覃綏安一愣:“倒也不必如此。”
覃識捂住膝蓋,生理眼淚不斷地從眼角冒出:“快...扶我起來....”
覃綏安起身把覃識抱起放至床上,準備檢查覃識膝蓋的傷。
覃識卻想起了高考前少年半跪在自己腳邊為她擦干小腿上的水漬的樣子,就連那天晚上做的夢都歷歷在目。
一種不知道是羞澀還是羞恥的情緒像藤蔓一樣爬滿了整個心臟,連心跳都變得飛快,她推了一把覃綏安:“沒受傷。”

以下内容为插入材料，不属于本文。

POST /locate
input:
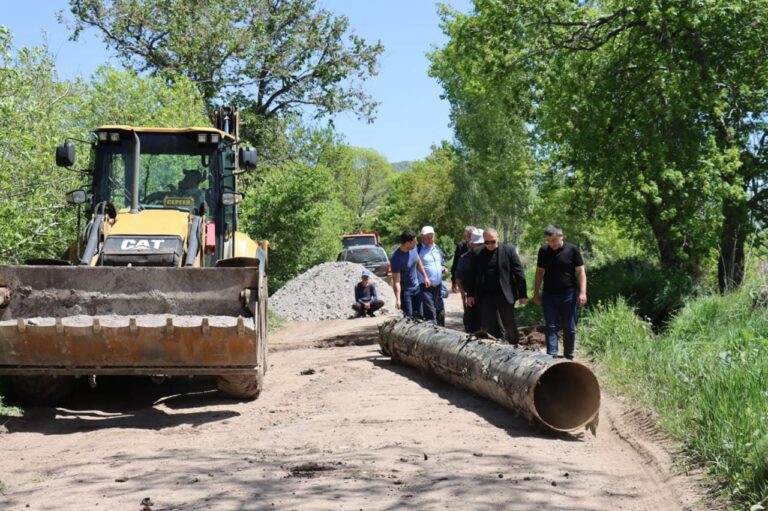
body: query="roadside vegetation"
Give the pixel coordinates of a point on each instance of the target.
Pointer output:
(704, 375)
(641, 127)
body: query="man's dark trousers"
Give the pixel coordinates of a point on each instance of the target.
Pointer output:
(375, 305)
(432, 303)
(410, 302)
(557, 307)
(497, 317)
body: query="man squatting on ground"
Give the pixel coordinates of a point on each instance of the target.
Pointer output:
(561, 267)
(405, 264)
(434, 266)
(471, 319)
(494, 280)
(366, 299)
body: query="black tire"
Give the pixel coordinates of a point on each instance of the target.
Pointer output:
(42, 389)
(241, 385)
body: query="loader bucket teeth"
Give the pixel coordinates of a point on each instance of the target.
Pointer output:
(128, 321)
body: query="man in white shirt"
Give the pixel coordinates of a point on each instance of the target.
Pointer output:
(434, 264)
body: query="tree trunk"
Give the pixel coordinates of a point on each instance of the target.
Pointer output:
(560, 394)
(730, 268)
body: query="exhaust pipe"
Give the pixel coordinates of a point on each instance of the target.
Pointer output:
(559, 394)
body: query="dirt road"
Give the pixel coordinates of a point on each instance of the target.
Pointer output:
(336, 428)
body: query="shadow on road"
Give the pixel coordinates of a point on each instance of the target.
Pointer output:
(127, 403)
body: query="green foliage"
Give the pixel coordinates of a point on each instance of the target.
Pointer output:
(34, 110)
(422, 196)
(495, 178)
(124, 97)
(705, 376)
(269, 58)
(651, 114)
(655, 293)
(364, 179)
(294, 207)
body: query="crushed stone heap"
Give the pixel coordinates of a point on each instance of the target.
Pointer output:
(327, 291)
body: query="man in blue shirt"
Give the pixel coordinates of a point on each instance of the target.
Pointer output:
(434, 265)
(406, 266)
(366, 298)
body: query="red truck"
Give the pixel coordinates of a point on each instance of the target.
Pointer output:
(360, 238)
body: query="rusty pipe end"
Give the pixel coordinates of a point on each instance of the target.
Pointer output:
(566, 396)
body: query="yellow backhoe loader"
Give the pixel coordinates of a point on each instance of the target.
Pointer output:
(159, 283)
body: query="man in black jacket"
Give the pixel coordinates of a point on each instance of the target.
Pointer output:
(461, 249)
(494, 281)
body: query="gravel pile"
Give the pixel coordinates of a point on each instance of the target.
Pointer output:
(326, 291)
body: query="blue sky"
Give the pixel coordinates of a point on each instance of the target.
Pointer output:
(411, 116)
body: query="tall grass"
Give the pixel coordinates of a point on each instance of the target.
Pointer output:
(706, 375)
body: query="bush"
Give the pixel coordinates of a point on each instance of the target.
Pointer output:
(705, 376)
(655, 293)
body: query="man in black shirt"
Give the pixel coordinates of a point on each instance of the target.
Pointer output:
(560, 266)
(494, 279)
(366, 299)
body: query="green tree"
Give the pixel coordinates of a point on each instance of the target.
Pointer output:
(422, 196)
(364, 180)
(294, 207)
(495, 179)
(269, 57)
(123, 97)
(34, 110)
(660, 104)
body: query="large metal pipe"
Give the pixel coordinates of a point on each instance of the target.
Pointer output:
(560, 394)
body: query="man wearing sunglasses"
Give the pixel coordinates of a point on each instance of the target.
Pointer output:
(494, 280)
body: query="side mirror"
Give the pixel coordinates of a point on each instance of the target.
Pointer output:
(65, 154)
(231, 198)
(247, 158)
(77, 197)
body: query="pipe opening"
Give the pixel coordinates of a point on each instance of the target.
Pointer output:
(567, 396)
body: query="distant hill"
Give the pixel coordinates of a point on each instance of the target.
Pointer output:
(401, 166)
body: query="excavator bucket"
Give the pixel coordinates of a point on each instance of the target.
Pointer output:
(69, 320)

為了不讓自己繼續待下去產生一些奇怪的想法,覃識身殘志堅地站起身,一瘸一拐地走出去,到房門口時才想起自己的目的,回頭對少年說:“下去吃飯。”
高考結束,齊家的事也告一段落,距離成績公布還有一段長久的距離,覃識和駱藝兩個人去a市附近的城市短途旅游了兩天,回來之后卻愈發覺得無事可干。
覃識聽說家里的生意好像確實遇到了問題,連自家老爸都重新出山去了公司。
中途她還見過一眼溫叔叔,真可謂是一夜白頭,原本在同齡人中顯得年輕許多的溫叔叔,如今看上去一臉老態,大約是真的遇到了難以攻克的難關。
她也幫不上忙,只能開支節省些,祈禱自己能繼續做小富婆的時候虔誠些。
覃家本就無意讓覃識接觸公司上的事情,便誘哄著她如以前一樣就行。